Particular attention must be paid to the mutual interactions between the
fracture and the circulating fluid as well as the associated transport of heat and
solutes. The fracture void is often simplified as the distance between two parallel
plates. In reality, however, the connections between two boreholes consist of a
small-scale network of individual fractures, which in turn have a highly variable
internal pore volume.
This thesis is a contribution to an improved understanding of the formation
and geometric nature of preferential fluid pathways in fractured reservoirs
and the associated transport processes. The main objective of the individual
studies is to link experimental investigations with numerical models in order to
identify and quantify the relevant partially scale-dependent physical processes
in fractures.
In the first two studies (Chapters 4 and 5), a variety of stochastically unique
granite-like fracture geometries are created. Numerical modeling is used to
quantify preferential fluid pathways and their characteristics in the fracture
space void under typical geothermal flow conditions employing the complex
Navier-Stokes equations.
The objective of the first study is to quantify the spatial differences between
three-dimensional and simplified two-dimensional fracture models. A comparison
between equivalent modeling using the Navier-Stokes equations and the
local cubic law allows a prediction regarding the validity of the simplifications.

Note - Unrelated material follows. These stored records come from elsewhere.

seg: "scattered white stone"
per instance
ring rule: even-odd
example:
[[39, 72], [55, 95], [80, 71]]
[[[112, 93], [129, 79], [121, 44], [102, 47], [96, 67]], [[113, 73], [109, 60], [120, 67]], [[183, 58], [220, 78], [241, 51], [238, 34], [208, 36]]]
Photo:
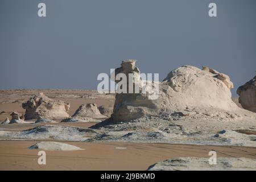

Depending on the direction of flow and shearing as well as the applied boundary
pressure, channels form in all fractures that comprise a large fraction of the
volume flow rate. In the remaining fracture void space only minor amounts
of fluid transport are observed. Within these channels, both flow laws indicate
satisfactory agreement for laminar and turbulent flows (with Reynolds numbers
above 1). Outside of channels, the two-dimensional simplification yields a significant
overestimation of the expected flow rate, regardless of the flow regime. The
second study quantifies the individual channels within the three-dimensional
fracture concerning geometry as well as transport properties. The results reveal
a strong anisotropy with respect to flow and shearing direction. Although a
perpendicular orientation of flow and shearing results in a significantly improved
flow field, the well-formed and straight channels have limited contact
area with the surrounding rock, hindering efficient heat exchange. The situation
is different when shearing and flow are aligned in parallel. Here, the channels
are considerably less pronounced and also have a strongly prolonged absolute
flow path and associated higher contact area.
The third study (Chapter 6) comprises the combination of triaxial experiments,
performed on two different sandstones analogues on increasing temperature
and pressure conditions, with numerical models. The objective is to predict
the hydraulic and mechanical rock properties of a potential reservoir rock. The
results indicate poroelastic compaction of the rock and subsequent nonlinear
deformation, which can both be predicted with numerical models. The Drucker-
Prager criterion allows the evaluation of the critical stress for the onset of shearing
considering the three principal stresses. The study demonstrates that although
small-scale changes, such as in mineralogical composition, affect the material
properties of the rock, numerical and analytical models can still describe its
behavior.
In the fourth and fifth studies (Chapter 7 and 8), the small-scale knowledge
gained, and further field investigations are used to develop a model of the largescale
flow regime in the fractured Soultz-sous-Forêts reservoir. In the fourth
study, a structural model of the Soultz reservoir is developed and the flow
regime along fractures between individual wells is determined using numerical
models. By linking this model to experimental data from several circulation
as well as tracer tests, the flow regime can be quantified even in regions of
the reservoir distant from the wellbores. Besides, a geological structure can be
identified that hydraulically separates the GPK3 and GPK4 wells but establishes
a fault-parallel connection to the flow regime of the Upper Rhine Graben. In
the fifth study, the sensitivity of the production temperature with respect to
different operational framework conditions (injection temperature and flow rates)
is investigated using the previously developed hydraulic model.